Interleukin-1{beta} Reduces L-type Ca2+ Current through Protein Kinase C Epsilon Activation in Mouse Heart [Molecular Biophysics]

June 16th, 2014 by El Khoury, N., Mathieu, S., Fiset, C.

Inflammation is now widely recognized as a key component of heart disease. Patients suffering from arrhythmias and heart failure have increased levels of tumour necrosis factor-alpha (TNFα) and interleukin-1β (IL-1β). Evidence suggests that these cytokines are important mediators of cardiac remodelling; however their effects on ion channels and arrhythmogenesis remain incompletely understood. The L-type Ca 2+ current (ICaL) is a major determinant of the plateau phase of cardiac action potential and has a critical excitation-contraction coupling role. Thus, altering its properties could have detrimental effects on cardiac electrical and contractile functions. Accordingly, the objective of this study was to elucidate the effect of TNFα and IL-1β on ICaL, while exploring the underlying regulatory mechanisms.

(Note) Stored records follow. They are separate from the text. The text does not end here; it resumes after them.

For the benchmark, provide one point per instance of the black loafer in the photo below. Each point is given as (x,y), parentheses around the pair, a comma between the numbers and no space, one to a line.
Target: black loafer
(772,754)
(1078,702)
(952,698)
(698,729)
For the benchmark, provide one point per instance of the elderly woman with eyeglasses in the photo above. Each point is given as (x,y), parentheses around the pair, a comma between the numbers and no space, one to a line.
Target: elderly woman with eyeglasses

Neonatal mouse ventricular myocytes were treated with a pathophysiological concentration (30 pg/mL) of TNFα and IL-1β for 24H. Voltage-clamp recordings showed that TNFα had no effect on ICaL whereas IL-1β decreased its current density by 36%. While both IL-1β and TNFα-treated myocytes showed significant increase in reactive oxidative species (ROS), Western blot experiments revealed that only IL-1β increased PKCϵ membrane translocation. The antioxidant N-acetyl-L-cysteine normalized ROS levels and restored ICaL density. Furthermore, the PKCϵ translocation inhibitor ϵ-V1-2 blocked the effect of IL-1β on ICaL. The reduction of ICaL by IL-1β was also seen in cultured adult ventricular myocytes. Overall, chronic IL-1β treatment decreased ICaL density in cardiomyocytes. These effects implicated ROS signalling and PKCϵ activation. These findings could contribute to explain the role of IL-1β in the development of arrhythmia and heart failure.